Mrs. Thatcher's choice
Mrs Margaret Thatcher, Minister of Education and Conservative candidate for Finchley and Friern Barnet, told a packed hall at East Finchley Library on Tuesday that she wanted to increase the choice in secondary school education.
“Parents are becoming more and more interested in choice,” she said. “They are more and more anxious for their child to go to a school of their own choosing but that is not always possible.
“Conservatives wish to increase the area of choice, whereas Labour wish to reduce it.”
She added: “We are witnessing some degree of scepticism about very large schools. In theory they should be efficient, but in practice they lead to very many problems.”
Mrs. Thatcher said that parents were also becoming more interested in the school curriculum, and were worried about the standards of basic knowledge—reading, writing and arithmetic—and of discipline.
“We are carrying out an inquiry at the moment on truancy and the standards of the use of English in schools,” she said.

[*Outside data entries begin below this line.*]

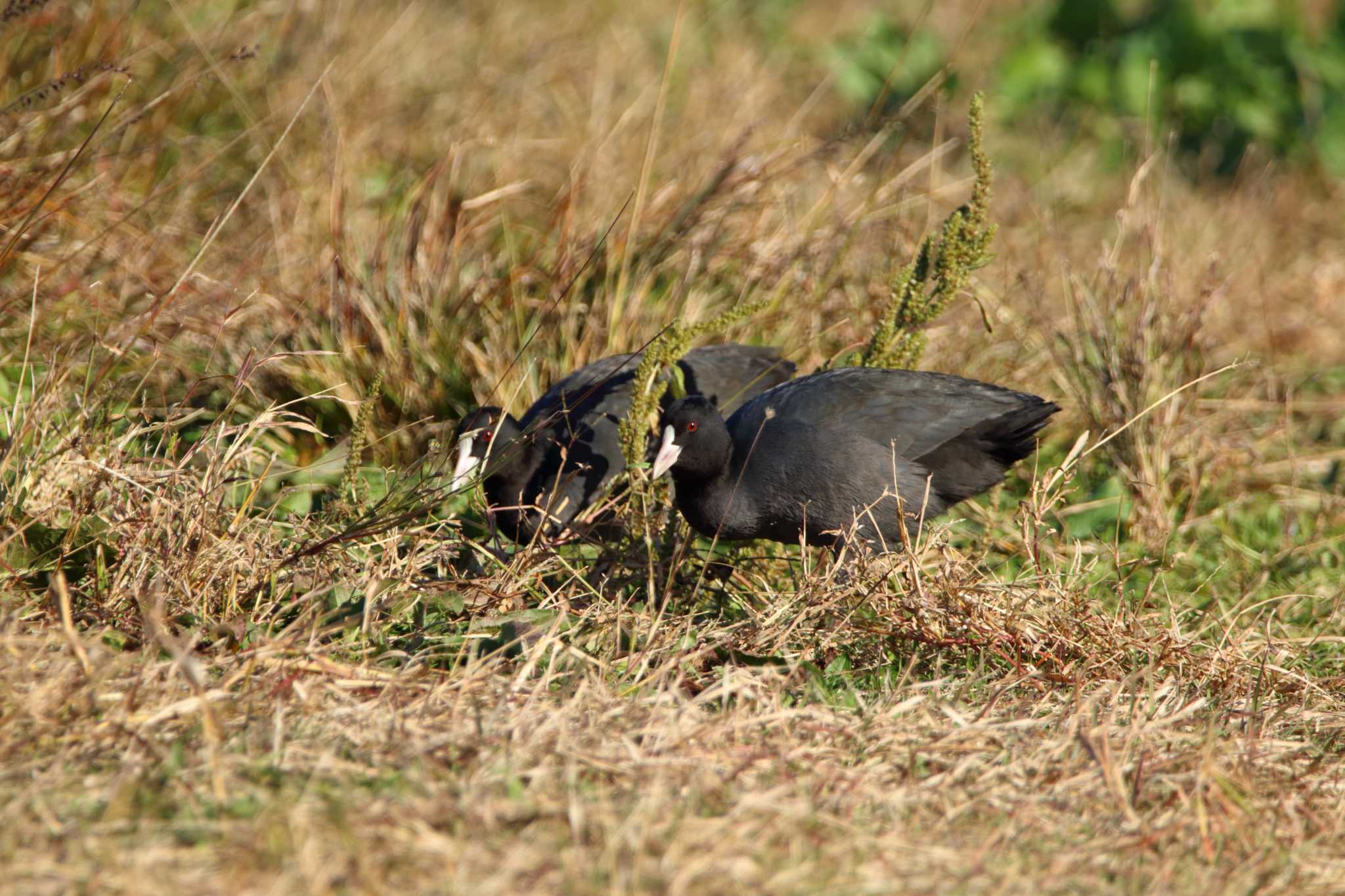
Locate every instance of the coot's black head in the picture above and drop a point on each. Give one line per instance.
(477, 435)
(695, 441)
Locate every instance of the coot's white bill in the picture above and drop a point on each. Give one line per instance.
(466, 464)
(667, 454)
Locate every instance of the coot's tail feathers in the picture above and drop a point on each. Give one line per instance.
(1011, 437)
(979, 457)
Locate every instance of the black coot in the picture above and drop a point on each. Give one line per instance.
(565, 449)
(826, 452)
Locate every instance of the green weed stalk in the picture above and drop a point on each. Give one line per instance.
(942, 268)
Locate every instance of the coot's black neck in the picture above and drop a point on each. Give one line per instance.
(708, 501)
(510, 467)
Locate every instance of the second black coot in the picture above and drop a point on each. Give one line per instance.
(827, 454)
(564, 450)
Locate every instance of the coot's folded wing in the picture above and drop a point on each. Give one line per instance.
(602, 383)
(732, 373)
(917, 410)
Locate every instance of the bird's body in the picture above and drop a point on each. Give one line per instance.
(833, 452)
(565, 449)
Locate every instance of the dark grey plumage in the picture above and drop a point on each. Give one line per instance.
(565, 449)
(826, 452)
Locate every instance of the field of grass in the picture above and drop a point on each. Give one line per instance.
(259, 257)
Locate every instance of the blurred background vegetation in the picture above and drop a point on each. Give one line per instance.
(255, 254)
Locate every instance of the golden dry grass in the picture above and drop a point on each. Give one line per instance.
(228, 667)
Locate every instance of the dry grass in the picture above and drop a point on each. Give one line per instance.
(232, 660)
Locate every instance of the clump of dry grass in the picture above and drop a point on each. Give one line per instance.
(245, 644)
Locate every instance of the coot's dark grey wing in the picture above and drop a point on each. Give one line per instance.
(731, 375)
(917, 410)
(606, 382)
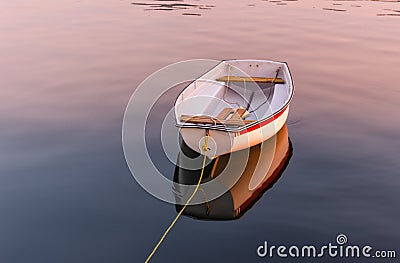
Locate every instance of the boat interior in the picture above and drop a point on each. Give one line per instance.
(234, 94)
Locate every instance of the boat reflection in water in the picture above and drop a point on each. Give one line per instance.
(265, 163)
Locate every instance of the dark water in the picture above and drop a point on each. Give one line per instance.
(68, 68)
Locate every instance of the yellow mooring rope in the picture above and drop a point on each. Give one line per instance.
(205, 148)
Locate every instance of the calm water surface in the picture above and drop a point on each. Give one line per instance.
(68, 68)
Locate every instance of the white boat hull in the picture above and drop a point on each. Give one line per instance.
(198, 108)
(222, 142)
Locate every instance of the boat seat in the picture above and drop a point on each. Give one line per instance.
(228, 117)
(250, 79)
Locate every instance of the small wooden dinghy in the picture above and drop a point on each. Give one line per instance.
(240, 102)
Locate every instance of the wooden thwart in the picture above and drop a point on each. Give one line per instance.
(235, 118)
(252, 79)
(209, 120)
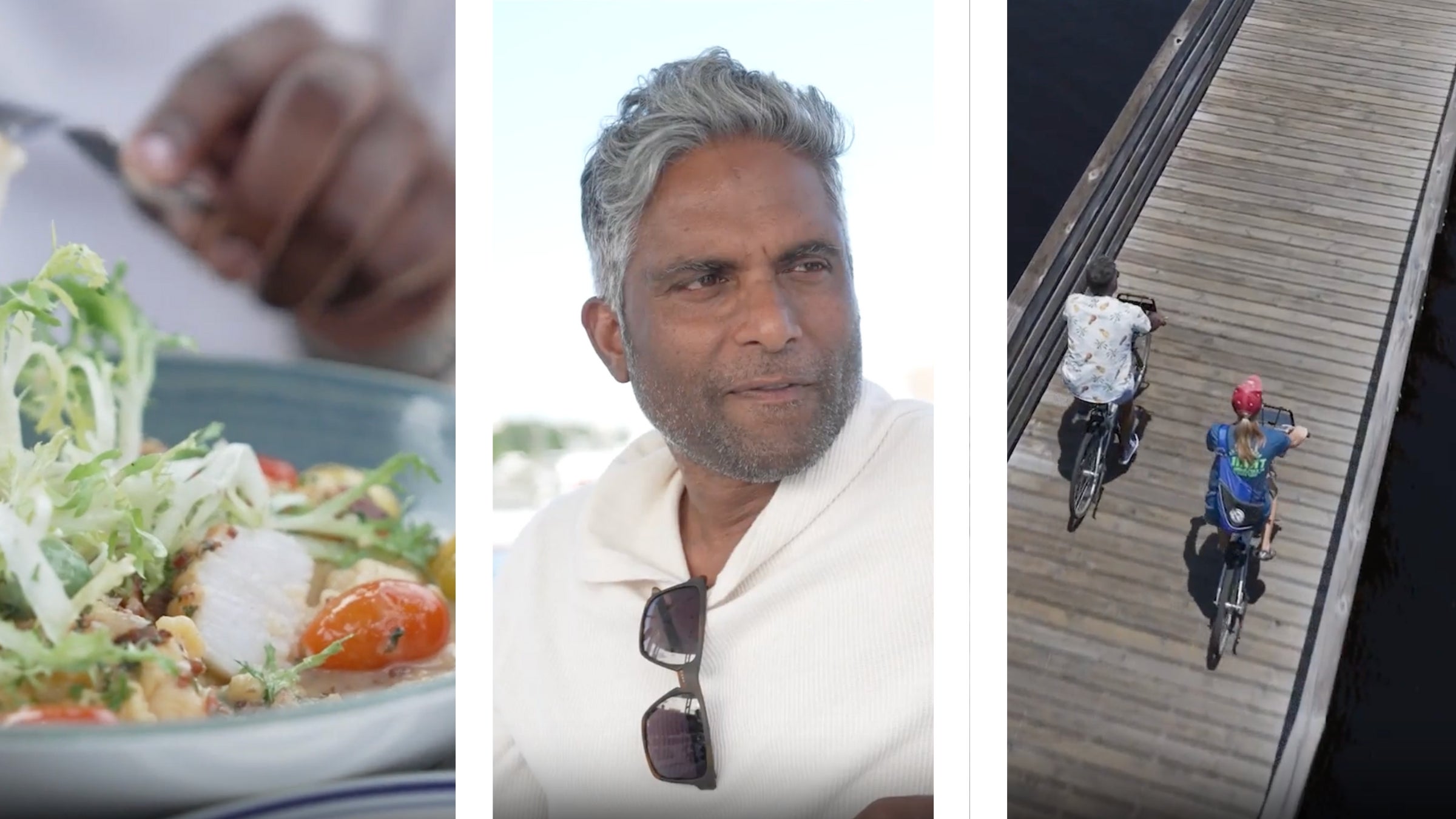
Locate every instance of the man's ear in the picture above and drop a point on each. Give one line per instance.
(605, 332)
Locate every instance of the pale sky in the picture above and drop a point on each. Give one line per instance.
(559, 69)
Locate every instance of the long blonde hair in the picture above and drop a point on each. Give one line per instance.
(1249, 439)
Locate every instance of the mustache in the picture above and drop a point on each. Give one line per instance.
(801, 369)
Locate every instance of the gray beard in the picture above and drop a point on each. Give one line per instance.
(690, 419)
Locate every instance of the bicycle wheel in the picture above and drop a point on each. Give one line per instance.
(1142, 353)
(1222, 613)
(1088, 471)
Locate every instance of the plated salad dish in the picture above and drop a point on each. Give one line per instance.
(147, 581)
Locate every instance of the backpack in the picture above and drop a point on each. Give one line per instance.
(1241, 506)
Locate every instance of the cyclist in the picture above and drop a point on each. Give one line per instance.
(1100, 363)
(1244, 454)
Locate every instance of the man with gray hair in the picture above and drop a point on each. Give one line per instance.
(770, 541)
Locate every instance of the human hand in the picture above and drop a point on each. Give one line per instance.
(329, 194)
(900, 807)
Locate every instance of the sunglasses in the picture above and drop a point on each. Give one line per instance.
(675, 729)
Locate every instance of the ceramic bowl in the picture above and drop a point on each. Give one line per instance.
(401, 796)
(308, 413)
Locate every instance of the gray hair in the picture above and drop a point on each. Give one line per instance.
(682, 107)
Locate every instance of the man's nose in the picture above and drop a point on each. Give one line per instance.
(769, 318)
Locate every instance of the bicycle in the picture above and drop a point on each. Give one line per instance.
(1101, 425)
(1241, 522)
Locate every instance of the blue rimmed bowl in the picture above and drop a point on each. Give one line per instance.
(401, 796)
(306, 413)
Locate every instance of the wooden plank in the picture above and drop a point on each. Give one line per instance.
(1397, 178)
(1286, 33)
(1438, 15)
(1327, 143)
(1407, 104)
(1286, 219)
(1324, 64)
(1299, 106)
(1323, 18)
(1272, 194)
(1191, 713)
(1273, 245)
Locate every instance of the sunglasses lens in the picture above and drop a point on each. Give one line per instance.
(678, 740)
(672, 627)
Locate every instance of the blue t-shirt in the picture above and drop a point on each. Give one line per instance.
(1256, 474)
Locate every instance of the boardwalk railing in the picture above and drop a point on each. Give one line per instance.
(1117, 187)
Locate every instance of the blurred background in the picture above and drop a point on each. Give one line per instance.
(103, 63)
(559, 70)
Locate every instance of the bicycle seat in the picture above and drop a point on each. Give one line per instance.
(1239, 516)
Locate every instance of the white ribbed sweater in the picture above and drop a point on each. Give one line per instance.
(817, 668)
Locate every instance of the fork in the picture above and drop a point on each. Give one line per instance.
(21, 123)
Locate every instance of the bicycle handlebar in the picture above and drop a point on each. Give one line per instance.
(1145, 302)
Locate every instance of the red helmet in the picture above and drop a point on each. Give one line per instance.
(1249, 397)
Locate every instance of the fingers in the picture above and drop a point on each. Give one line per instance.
(306, 127)
(404, 276)
(219, 92)
(370, 183)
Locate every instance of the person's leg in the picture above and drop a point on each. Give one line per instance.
(1126, 419)
(1266, 550)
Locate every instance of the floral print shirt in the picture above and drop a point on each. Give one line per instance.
(1098, 366)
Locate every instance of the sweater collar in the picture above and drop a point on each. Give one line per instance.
(631, 532)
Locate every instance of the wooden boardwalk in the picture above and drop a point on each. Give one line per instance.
(1287, 235)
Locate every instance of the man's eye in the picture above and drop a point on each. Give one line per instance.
(705, 280)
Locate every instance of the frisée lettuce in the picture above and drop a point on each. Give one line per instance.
(85, 510)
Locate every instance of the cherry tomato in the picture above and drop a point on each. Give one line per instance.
(59, 715)
(392, 621)
(278, 471)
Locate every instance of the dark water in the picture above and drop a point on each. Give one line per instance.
(1071, 67)
(1389, 744)
(1391, 732)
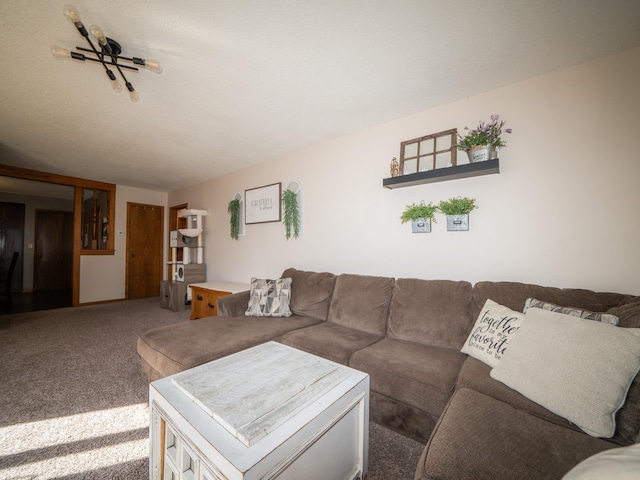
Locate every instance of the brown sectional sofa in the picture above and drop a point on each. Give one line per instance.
(407, 335)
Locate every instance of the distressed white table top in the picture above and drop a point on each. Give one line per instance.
(254, 391)
(221, 286)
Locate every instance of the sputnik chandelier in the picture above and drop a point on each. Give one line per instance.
(107, 55)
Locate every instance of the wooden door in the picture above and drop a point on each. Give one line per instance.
(12, 240)
(53, 250)
(144, 250)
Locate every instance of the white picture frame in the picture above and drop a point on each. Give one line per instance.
(262, 204)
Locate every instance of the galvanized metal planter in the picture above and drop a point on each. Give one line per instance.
(458, 223)
(421, 225)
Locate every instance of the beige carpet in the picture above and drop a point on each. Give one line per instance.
(73, 404)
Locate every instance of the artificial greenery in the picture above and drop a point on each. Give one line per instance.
(291, 213)
(415, 212)
(234, 210)
(457, 206)
(485, 134)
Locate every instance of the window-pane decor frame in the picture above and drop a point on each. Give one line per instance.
(422, 154)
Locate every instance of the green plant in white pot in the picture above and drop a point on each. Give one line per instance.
(234, 220)
(457, 210)
(291, 214)
(483, 142)
(420, 216)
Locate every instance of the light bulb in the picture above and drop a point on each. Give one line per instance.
(97, 33)
(72, 14)
(60, 53)
(153, 66)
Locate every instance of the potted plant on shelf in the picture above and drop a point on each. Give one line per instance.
(234, 211)
(482, 143)
(420, 216)
(290, 214)
(457, 211)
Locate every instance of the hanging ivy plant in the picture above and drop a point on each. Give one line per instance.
(291, 214)
(234, 211)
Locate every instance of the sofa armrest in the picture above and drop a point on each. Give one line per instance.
(233, 305)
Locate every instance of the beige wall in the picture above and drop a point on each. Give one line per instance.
(102, 277)
(562, 212)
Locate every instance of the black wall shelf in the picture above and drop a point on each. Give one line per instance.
(441, 174)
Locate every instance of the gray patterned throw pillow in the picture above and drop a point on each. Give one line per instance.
(269, 298)
(574, 312)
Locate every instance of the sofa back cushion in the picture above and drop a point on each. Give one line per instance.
(310, 292)
(361, 302)
(431, 312)
(514, 295)
(628, 418)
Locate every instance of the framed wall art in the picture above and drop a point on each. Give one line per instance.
(262, 204)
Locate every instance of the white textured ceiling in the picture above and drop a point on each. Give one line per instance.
(247, 81)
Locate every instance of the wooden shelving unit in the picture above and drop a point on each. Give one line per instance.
(442, 174)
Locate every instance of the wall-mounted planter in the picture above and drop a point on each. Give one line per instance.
(458, 223)
(421, 225)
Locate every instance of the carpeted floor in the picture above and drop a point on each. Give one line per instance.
(73, 404)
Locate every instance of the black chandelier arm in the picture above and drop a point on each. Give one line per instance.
(107, 56)
(112, 62)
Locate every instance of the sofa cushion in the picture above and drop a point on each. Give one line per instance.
(579, 369)
(628, 421)
(514, 296)
(310, 292)
(490, 335)
(330, 340)
(617, 463)
(576, 312)
(174, 348)
(361, 302)
(481, 437)
(269, 298)
(418, 375)
(431, 312)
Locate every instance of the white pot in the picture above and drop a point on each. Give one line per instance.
(482, 153)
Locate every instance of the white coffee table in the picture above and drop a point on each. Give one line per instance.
(267, 412)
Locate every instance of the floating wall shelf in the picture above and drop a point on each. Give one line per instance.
(441, 174)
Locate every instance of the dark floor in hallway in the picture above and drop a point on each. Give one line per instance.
(34, 301)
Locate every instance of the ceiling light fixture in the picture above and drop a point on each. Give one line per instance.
(108, 55)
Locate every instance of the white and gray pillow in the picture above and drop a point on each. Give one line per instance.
(269, 298)
(578, 369)
(575, 312)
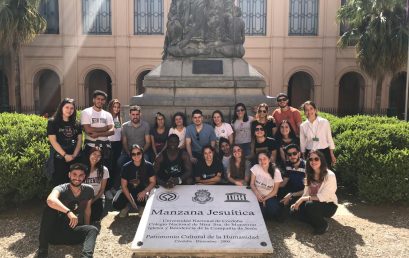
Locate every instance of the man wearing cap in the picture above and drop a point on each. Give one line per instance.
(286, 112)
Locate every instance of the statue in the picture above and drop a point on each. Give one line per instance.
(204, 28)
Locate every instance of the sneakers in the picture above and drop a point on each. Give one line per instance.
(124, 212)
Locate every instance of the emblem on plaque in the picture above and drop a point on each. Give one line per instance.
(202, 197)
(236, 197)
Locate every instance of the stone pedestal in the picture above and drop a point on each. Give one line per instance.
(189, 83)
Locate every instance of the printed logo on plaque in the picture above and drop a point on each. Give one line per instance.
(168, 197)
(236, 197)
(202, 197)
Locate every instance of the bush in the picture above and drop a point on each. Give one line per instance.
(24, 149)
(373, 157)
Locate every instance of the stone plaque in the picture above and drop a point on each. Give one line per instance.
(202, 220)
(207, 67)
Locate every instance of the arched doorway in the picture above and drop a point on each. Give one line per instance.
(351, 94)
(139, 82)
(4, 93)
(300, 88)
(97, 80)
(397, 92)
(48, 92)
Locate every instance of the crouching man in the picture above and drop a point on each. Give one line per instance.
(67, 215)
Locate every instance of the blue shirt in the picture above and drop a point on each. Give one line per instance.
(200, 139)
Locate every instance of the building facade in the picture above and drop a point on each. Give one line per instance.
(112, 44)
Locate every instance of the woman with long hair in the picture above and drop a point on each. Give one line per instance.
(265, 182)
(137, 181)
(65, 137)
(209, 169)
(315, 134)
(179, 128)
(319, 200)
(242, 128)
(159, 134)
(263, 119)
(98, 177)
(114, 107)
(238, 171)
(221, 129)
(284, 136)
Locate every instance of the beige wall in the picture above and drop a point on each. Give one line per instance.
(124, 55)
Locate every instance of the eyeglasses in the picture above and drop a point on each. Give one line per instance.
(289, 154)
(134, 154)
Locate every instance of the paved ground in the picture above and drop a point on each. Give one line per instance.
(356, 230)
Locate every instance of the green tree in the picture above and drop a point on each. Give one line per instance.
(379, 32)
(20, 22)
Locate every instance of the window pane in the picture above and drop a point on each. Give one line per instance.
(303, 17)
(254, 16)
(49, 10)
(148, 18)
(96, 16)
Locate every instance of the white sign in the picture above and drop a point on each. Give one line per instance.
(199, 219)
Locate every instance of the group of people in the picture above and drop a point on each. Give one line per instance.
(285, 161)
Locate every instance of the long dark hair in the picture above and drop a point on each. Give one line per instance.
(278, 136)
(235, 117)
(182, 115)
(323, 168)
(58, 113)
(237, 172)
(271, 167)
(100, 164)
(111, 108)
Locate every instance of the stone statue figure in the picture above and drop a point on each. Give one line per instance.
(204, 28)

“We are very much aware of these problems. We don't need more teachers, more equipment and more buildings—our problems are in the way the schools are run. This has traditionally been left to the teachers but I hope parents and school governors will take a greater interest.”
She told the audience that there were four main issues in the election: whether wage inflation should be added to present world price inflation of food and raw materials; whether wage claims should be settled by force or by the fairness of the claim; whether taxes should be kept at a reasonable level or allowed to escalate; and whether the country believed in the Tory priorities of health, social security and education.
On priorities, Mrs. Thatcher said that the Tory Government's largest slice of expenditure went to the Department of Health and Social Security.
“We can do nothing without good health,” she said. “We also have a duty to look after those people who, through their efforts in the past, have built up this country to the premier position it holds in the world today.”
On taxes, Mrs. Thatcher said that the Tory Party had been the subject of a very unusual accusation—that taxes had been reduced.
“We plead guilty,” said Mrs. Thatcher. “It is not our policy to increase taxes. We want to leave money in people's pockets.”